The OF Blog: "Now Blacker Than Ever"

Tuesday, March 23, 2010

"Now Blacker Than Ever"

Or so the tag translates for this Dutch radio station's video clips advertising its jazz lineup.  I saw this posted yesterday on this international SF site that I frequent and was struck by the discussion that broke out...or perhaps, "broken down" would be a more apt description.  Knowing the handles of most of the people there and their countries of origin, it is fascinating to see how shared (or not) historical and cultural values have shaped such a discourse.

Virtually all of those who responded negatively so far to the question "Is this racist?" are Europeans (the original poster, from the Netherlands but with family in the US, being the one exception), while those who noted the possible racist interpretations (again, with one exception so far) are all from the United States.  Perhaps it's largely due to being made aware, via educational programs such as those devised for Black History Month (among quite a few possibilities), just how derogatory references to "black music" and especially to blackface (if you haven't clicked on the first link above to watch the clips, I highly suggest you do so) truly are for large segments of the American population.  Same reason why that racial slur, the now-infamous "N word," in spite of (or rather, in large part because of) its etymology referring to "blackness," is something that non-African American citizens of the United States more and more refrain from using; it's tacky at the very least and perceived as being deeply insulting at the worst, due to an increasing multi-cultural awareness and a shared understanding of the traumas of the American past.

But obviously the situation is much different in Europe.  I found the responses to be quite interesting, even if a couple came across as rather patronizing (but again, that could just be viewing things through different historical/cultural lens).  Just a little something for people to view and perhaps weigh in upon here.  What do you think?  How offensive (if it was offensive to you) was that radio ad?  How would it be viewed where you live?

6 comments:

Karen said...

Hi - I'm from Belgium! Well to be honest I see nothing wrong with this ad. But have to admit that when we receive visitors from our US office I sometimes freeze up when wanting to say anything related to black culture. I mean which word is appropriate to use? I obviously know that there's a sensitivity there and you don't want to say anything that's perceived as racist.

Martin said...

I can't watch the ads at the moment but the association with blackface is at the very least unfortunate. However, I don't see anything wrong with the tag itself (in fact, it made me think of Billy Paul). It is clearly meant to be positive and that is how I would view it.
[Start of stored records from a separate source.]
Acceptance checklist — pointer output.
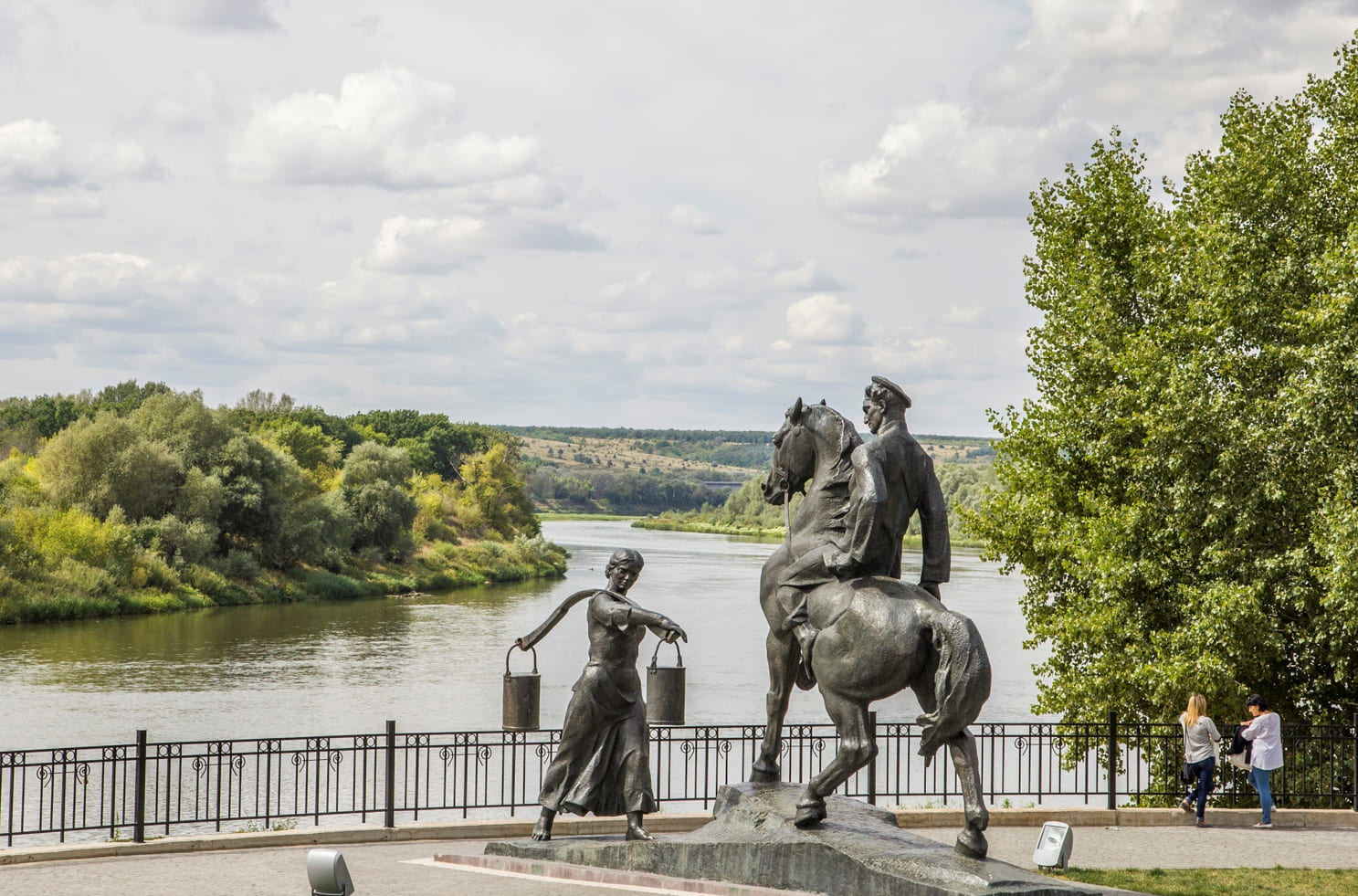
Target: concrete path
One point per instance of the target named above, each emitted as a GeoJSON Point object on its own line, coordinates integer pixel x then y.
{"type": "Point", "coordinates": [404, 868]}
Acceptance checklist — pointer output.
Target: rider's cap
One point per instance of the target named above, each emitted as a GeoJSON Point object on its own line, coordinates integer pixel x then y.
{"type": "Point", "coordinates": [625, 557]}
{"type": "Point", "coordinates": [891, 387]}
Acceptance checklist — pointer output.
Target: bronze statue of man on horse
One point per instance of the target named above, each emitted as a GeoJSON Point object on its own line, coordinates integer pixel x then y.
{"type": "Point", "coordinates": [892, 478]}
{"type": "Point", "coordinates": [838, 614]}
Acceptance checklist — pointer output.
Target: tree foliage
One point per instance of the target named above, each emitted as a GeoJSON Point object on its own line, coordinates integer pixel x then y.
{"type": "Point", "coordinates": [134, 489]}
{"type": "Point", "coordinates": [1183, 494]}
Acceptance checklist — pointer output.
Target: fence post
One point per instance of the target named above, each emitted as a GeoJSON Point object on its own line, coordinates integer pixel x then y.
{"type": "Point", "coordinates": [390, 817]}
{"type": "Point", "coordinates": [1112, 759]}
{"type": "Point", "coordinates": [139, 790]}
{"type": "Point", "coordinates": [872, 764]}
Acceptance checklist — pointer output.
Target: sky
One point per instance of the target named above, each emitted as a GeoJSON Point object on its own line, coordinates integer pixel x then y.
{"type": "Point", "coordinates": [607, 214]}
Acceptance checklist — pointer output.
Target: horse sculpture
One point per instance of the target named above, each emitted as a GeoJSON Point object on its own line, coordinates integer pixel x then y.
{"type": "Point", "coordinates": [878, 634]}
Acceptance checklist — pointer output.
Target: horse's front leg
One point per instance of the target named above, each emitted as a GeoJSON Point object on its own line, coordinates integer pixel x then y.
{"type": "Point", "coordinates": [783, 669]}
{"type": "Point", "coordinates": [971, 842]}
{"type": "Point", "coordinates": [858, 747]}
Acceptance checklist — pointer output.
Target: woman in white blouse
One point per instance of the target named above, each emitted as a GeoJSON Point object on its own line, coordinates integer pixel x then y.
{"type": "Point", "coordinates": [1265, 729]}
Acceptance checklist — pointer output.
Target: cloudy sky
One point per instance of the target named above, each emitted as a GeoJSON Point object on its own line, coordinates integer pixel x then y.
{"type": "Point", "coordinates": [611, 214]}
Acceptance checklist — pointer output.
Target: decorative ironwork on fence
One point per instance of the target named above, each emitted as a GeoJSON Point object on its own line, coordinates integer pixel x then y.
{"type": "Point", "coordinates": [140, 789]}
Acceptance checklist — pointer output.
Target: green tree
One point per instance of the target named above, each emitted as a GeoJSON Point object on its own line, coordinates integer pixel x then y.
{"type": "Point", "coordinates": [309, 446]}
{"type": "Point", "coordinates": [106, 462]}
{"type": "Point", "coordinates": [184, 425]}
{"type": "Point", "coordinates": [493, 485]}
{"type": "Point", "coordinates": [1182, 494]}
{"type": "Point", "coordinates": [258, 488]}
{"type": "Point", "coordinates": [375, 480]}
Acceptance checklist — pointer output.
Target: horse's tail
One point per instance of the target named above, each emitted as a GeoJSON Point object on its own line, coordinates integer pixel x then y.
{"type": "Point", "coordinates": [962, 681]}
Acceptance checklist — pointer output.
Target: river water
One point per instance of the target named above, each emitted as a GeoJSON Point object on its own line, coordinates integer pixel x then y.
{"type": "Point", "coordinates": [437, 663]}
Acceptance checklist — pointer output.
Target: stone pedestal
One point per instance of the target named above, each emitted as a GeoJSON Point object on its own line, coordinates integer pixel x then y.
{"type": "Point", "coordinates": [752, 840]}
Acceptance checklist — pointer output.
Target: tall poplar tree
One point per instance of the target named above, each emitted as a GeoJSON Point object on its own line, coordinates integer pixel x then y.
{"type": "Point", "coordinates": [1183, 493]}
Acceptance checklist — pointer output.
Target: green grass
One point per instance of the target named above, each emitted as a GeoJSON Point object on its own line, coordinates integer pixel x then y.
{"type": "Point", "coordinates": [1215, 881]}
{"type": "Point", "coordinates": [554, 516]}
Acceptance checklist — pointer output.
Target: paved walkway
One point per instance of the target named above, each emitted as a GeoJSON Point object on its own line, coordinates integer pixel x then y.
{"type": "Point", "coordinates": [404, 868]}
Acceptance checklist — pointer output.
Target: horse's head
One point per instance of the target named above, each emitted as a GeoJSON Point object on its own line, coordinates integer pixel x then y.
{"type": "Point", "coordinates": [811, 436]}
{"type": "Point", "coordinates": [794, 457]}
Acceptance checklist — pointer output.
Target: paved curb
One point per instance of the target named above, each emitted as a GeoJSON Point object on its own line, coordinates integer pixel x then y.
{"type": "Point", "coordinates": [660, 823]}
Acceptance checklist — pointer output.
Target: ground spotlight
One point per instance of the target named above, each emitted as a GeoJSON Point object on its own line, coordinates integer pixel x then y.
{"type": "Point", "coordinates": [328, 873]}
{"type": "Point", "coordinates": [1053, 846]}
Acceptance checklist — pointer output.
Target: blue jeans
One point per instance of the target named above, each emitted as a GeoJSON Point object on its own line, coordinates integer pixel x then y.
{"type": "Point", "coordinates": [1259, 781]}
{"type": "Point", "coordinates": [1206, 771]}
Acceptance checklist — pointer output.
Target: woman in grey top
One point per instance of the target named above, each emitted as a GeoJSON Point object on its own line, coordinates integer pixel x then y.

It does seem to be a US/Europe split. For example, we have Black History Month in the UK as well but we also have the MOBO Awards, literally the Music of Black Origin Awards, designed to celebrate black music.

Jeff said...

American here. I think the spirit of the ad is not offensive, if anything, it's pointing out that jazz is deeply rooted in black history. However, at the very best, it's ill-thought and unfortunate. Given the history of blackface, yeah, the ad plays as offensive in the U.S.

Larry said...

Karen,

That's a tricky issue even for natives such as myself. I'd use "African American" in referring to culture or groups, while "black" can sometimes be appropriate for talking about individuals.

Martin,

Yeah, it's unfortunate indeed. I believe most would view it and think it was meant to be positive, but sometimes the roads to Hell are paved with good intentions, no? As for the MOBO awards, things are so intertwined in the US now that it's hard to place an ethnic label on any music, well at least to do so without any pejoratives being implied. Just another cultural difference, no?

Jeff,

I agree. I think the term "black music" is merely antiquated by itself, but the blackface is so associated here with minstrel shows and Sambo and Steppin Fetchit that it's near impossible for it not to conjure negative imagery here.

Derrick said...

Larry-so what do you call a group of black people in africa-african ethiopian, african chadite? African american is a term to denote a VERY specific group. To use it for anyone who is black is rascist and even worse, shows a complete lack of understanding of our world.

American here. I think the whole race thing has become overblown in regards to words and has taken on a political life of its own that has nothing to do with the goals of those who started the racial equality movement.

Larry said...

Derrick,

I use either their national or ethnic group. Dinka, Igbo, etc. Just like I say for part of my ancestry, I say Cherokee.

Not going to deny that there's some overblown rhetoric that's taken place, though.